We evaluated the breakpoint model and the HMM on the model’s ability to recover the true clonal mixture, segment copy number, and breakpoint copy number (Fig. 2). Mixture prediction was assessed by calculating the relative deviation of the predicted normal fraction and descendant clone fraction from the simulated values. Segment and breakpoint copy number prediction was assessed by calculating the proportion of segments/breakpoints for which the true clonespecific copy number was recovered by the method.

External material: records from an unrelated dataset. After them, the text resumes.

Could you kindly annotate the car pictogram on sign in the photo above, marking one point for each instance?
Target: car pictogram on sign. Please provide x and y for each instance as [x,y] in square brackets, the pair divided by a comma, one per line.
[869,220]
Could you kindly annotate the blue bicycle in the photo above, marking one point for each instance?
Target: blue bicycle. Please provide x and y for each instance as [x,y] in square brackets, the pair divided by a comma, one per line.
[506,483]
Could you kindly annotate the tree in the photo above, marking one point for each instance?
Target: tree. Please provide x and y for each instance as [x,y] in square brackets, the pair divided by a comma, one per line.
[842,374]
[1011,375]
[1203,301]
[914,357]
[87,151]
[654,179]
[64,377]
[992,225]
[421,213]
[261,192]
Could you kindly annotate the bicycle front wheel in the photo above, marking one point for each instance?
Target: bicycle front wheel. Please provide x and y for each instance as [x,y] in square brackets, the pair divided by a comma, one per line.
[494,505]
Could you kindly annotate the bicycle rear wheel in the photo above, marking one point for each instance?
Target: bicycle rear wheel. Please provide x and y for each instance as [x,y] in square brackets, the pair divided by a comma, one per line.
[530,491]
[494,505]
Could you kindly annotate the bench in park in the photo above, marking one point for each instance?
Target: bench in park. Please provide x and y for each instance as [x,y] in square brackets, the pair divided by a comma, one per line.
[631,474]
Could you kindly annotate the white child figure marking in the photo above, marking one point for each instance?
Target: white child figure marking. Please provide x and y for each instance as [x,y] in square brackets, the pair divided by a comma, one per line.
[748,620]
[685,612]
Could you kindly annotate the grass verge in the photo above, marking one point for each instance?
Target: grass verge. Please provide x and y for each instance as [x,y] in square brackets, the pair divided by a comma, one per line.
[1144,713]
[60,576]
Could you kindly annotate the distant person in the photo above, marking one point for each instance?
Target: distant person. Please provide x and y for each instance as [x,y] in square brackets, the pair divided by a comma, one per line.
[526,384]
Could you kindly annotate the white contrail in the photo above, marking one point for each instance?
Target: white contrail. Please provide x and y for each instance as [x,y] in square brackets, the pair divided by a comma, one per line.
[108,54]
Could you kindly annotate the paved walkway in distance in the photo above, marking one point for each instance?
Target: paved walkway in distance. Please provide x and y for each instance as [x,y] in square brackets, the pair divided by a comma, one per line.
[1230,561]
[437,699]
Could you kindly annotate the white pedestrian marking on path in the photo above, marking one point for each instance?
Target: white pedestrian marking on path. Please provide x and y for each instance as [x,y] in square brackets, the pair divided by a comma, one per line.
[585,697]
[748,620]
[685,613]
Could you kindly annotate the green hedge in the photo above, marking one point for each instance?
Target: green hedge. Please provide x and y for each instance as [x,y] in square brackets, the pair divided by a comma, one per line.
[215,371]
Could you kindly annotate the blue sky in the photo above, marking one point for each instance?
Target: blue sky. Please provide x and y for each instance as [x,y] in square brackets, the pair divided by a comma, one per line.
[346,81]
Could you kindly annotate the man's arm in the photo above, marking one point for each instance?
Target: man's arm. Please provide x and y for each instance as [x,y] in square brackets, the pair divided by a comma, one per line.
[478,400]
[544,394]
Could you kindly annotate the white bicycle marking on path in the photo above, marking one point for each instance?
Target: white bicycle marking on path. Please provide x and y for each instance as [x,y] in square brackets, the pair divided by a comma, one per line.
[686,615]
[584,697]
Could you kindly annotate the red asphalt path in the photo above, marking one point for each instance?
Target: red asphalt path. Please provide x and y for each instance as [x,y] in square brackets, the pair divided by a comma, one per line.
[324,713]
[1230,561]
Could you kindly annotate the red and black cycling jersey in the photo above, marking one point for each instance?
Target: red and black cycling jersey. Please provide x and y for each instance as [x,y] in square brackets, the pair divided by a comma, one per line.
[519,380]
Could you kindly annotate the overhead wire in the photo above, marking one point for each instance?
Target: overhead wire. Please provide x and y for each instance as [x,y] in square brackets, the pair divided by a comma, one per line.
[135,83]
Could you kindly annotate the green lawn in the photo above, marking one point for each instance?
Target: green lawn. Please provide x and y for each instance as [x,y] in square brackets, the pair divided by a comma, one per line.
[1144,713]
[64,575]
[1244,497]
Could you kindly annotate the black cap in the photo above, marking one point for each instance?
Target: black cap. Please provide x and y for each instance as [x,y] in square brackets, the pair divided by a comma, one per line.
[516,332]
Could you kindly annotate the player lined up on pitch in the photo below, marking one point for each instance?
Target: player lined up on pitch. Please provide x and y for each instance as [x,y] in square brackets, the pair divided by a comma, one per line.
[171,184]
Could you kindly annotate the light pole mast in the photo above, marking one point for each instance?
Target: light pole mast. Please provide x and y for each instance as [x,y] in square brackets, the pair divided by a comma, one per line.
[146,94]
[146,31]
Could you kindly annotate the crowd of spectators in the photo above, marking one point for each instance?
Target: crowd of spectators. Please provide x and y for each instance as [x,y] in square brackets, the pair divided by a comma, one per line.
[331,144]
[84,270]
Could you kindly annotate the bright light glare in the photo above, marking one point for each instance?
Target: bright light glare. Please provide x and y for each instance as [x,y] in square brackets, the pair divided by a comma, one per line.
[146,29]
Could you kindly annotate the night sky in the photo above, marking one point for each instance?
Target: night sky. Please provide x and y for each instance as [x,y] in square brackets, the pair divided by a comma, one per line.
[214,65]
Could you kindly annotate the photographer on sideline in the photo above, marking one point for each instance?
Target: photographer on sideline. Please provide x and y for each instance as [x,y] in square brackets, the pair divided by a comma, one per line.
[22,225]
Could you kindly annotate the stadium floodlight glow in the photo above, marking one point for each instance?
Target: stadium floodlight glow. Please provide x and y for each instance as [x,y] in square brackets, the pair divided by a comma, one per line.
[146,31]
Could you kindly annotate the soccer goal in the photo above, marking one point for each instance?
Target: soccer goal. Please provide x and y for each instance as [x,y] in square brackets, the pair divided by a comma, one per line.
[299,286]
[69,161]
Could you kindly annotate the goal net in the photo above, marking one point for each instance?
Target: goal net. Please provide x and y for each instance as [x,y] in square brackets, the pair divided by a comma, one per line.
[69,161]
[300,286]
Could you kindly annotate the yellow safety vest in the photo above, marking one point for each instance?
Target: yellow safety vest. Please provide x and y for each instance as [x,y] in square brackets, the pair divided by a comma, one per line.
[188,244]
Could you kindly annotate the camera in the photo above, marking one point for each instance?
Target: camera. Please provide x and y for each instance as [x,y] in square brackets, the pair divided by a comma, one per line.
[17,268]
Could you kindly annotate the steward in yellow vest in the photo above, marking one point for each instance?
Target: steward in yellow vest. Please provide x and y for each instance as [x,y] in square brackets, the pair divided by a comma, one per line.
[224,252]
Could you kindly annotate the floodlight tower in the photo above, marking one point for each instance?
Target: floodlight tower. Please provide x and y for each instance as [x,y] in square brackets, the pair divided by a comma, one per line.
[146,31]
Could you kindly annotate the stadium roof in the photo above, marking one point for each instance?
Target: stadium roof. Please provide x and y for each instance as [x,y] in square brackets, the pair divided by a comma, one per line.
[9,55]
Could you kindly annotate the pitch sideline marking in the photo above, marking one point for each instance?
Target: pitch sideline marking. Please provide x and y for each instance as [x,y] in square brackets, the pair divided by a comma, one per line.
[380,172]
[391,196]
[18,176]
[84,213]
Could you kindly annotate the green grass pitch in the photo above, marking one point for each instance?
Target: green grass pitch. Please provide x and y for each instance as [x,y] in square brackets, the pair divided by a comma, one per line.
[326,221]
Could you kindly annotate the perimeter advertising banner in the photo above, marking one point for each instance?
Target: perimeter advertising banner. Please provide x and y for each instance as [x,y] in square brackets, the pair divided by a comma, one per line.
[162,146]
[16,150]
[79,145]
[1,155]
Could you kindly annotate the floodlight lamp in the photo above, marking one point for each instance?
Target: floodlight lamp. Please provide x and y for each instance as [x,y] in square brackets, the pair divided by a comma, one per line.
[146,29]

For both segment and breakpoint copy number prediction, the breakpoint model outperformed the baseline HMM. The proportion of segment copy number called correctly was significantly higher for the breakpoint model for all simulations with the exception of those simulations with a descendant clone fraction of 55% (paired t test, p value <0.05, Fig. 3 a and b). Additionally, the proportion of breakpoints with correctly predicted copy number was significantly higher for the breakpoint model for all simulations with the exception of those with the proportion of the genome subclonal set at 45% (paired t test, p value <0.05, Fig. 3 c and d). Improvement with respect to prediction of minor clone fraction was observed for descendant clone fractions 0.05 and 0.3 (paired t test, p value <0.05, Fig. 3 g). No improvement was observed with respect to normal fraction prediction, though we did observe a decrease in accuracy for descendant clone fraction 0.55 (paired t test, p value =0.03, Fig. 3 e). Perfect initialization showed improved results over our current initialization method, indicating additional room for improvement with respect to this aspect of the algorithm.
Comparison with existing copy number inference methods
We used our aligned read resampling framework to compare the performance of ReMixT to four existing methods for subclonal copy number inference: TITAN [5], CloneHD [7], Battenberg [8], and THetA2 [12, 14]. We performed our comparison on two sets of genome mixtures, one in which we varied the proportion of the genome simulated to be subclonal, and one in which we varied the descendant clone fraction. We used aligned read resampling to produce realistic simulated datasets using 200X sequencing of the NA12878 hapmap individual provided by Illumina [22]. Each tool was run with default parameters according to available instructions (see Additional file 1: Section 4 for details).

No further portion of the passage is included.